Vetora logo
🔁Reliability & Resilience

Retry with Exponential Backoff and Jitter

Retrying transient failures with exponential backoff avoids overwhelming a recovering service by increasing wait times between attempts. Adding jitter randomizes retry timing to prevent thundering herd problems where all clients retry simultaneously. Combined with idempotency and retry budgets, this pattern is fundamental to reliable distributed communication.

Overview

Transient failures are a fact of life in distributed systems. Network packets are dropped, TCP connections are reset, servers return 503 during rolling deployments, and garbage collection pauses cause temporary unresponsiveness. These failures are temporary by nature -- the same request that failed will likely succeed if sent again a moment later. Retrying is the correct response to transient failures, but naive retries (immediately retry as fast as possible) can cause more harm than good by overwhelming a recovering service with a flood of retry traffic, turning a brief hiccup into a prolonged outage.

Exponential backoff addresses this by increasing the wait time between retry attempts: wait 1 second after the first failure, 2 seconds after the second, 4 seconds after the third, and so on.
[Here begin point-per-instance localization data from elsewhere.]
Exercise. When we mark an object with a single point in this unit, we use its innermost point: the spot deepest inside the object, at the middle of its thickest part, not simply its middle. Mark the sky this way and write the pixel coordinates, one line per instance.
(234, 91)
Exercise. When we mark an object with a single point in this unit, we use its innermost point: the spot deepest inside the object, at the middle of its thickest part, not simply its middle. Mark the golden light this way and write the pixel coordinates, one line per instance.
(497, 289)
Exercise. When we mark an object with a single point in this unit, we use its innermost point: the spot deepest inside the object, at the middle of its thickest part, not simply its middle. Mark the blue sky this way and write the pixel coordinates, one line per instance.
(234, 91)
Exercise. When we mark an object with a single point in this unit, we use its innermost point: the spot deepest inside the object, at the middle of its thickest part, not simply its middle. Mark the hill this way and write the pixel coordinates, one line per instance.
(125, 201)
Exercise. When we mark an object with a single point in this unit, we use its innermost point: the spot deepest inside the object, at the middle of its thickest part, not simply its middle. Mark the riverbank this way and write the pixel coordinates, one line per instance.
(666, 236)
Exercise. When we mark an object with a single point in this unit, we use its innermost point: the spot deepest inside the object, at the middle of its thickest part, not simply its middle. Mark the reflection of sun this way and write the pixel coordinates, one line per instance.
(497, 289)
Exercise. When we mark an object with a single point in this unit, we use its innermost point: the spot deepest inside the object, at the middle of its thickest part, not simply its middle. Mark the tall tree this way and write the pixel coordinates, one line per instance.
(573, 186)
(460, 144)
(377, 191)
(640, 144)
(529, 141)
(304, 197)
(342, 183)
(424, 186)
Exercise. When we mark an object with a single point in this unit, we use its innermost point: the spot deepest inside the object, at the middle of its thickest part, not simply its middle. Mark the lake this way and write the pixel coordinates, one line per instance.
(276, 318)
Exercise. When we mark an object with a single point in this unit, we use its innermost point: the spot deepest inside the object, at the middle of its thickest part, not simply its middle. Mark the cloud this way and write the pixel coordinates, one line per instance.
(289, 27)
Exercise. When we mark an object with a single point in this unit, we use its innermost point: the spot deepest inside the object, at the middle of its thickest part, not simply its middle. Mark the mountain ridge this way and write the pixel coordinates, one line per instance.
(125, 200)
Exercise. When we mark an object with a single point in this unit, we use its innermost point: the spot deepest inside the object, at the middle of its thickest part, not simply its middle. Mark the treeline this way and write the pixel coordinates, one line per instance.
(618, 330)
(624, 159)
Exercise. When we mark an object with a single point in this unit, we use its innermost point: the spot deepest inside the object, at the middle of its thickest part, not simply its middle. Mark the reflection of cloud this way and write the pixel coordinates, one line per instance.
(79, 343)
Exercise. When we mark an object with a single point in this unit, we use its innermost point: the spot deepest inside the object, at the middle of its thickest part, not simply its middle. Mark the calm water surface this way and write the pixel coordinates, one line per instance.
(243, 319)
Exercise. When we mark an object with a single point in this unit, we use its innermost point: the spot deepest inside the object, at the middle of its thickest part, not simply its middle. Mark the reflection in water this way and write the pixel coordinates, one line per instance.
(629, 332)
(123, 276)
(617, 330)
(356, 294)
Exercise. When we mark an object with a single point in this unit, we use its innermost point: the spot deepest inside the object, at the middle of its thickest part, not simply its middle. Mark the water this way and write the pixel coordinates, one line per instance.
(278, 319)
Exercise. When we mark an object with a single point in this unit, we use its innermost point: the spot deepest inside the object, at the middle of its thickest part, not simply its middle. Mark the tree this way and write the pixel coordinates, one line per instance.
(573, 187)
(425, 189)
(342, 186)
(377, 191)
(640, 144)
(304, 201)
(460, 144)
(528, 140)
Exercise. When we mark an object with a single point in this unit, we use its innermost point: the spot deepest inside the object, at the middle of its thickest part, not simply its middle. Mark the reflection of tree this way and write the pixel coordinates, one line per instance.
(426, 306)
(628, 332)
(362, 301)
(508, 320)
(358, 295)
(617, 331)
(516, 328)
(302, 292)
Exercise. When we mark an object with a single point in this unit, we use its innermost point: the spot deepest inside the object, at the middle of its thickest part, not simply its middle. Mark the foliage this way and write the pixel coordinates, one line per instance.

This gives the failing service progressively more time to recover between waves of retries. However, exponential backoff alone has a critical flaw: if 1000 clients all experience a failure at the same time (because the downstream service restarted), they all retry at exactly the same intervals -- 1s, 2s, 4s -- creating synchronized waves of traffic that hit the recovering service simultaneously. This thundering herd effect can prevent recovery entirely.

Jitter solves the thundering herd by adding randomness to the retry interval. There are several jitter strategies. Full jitter randomizes the wait time between 0 and the exponential backoff value (random(0, base * 2^attempt)), spreading retries uniformly across the entire window. Equal jitter uses half the backoff value as a fixed minimum plus a random component (base * 2^attempt / 2 + random(0, base * 2^attempt / 2)), providing a guaranteed minimum wait. Decorrelated jitter (recommended by AWS) calculates each wait independently using the previous wait value (min(cap, random(base, previous_wait * 3))), producing the most spread-out retry distribution. AWS's analysis shows decorrelated jitter results in the fewest total calls needed for all clients to eventually succeed.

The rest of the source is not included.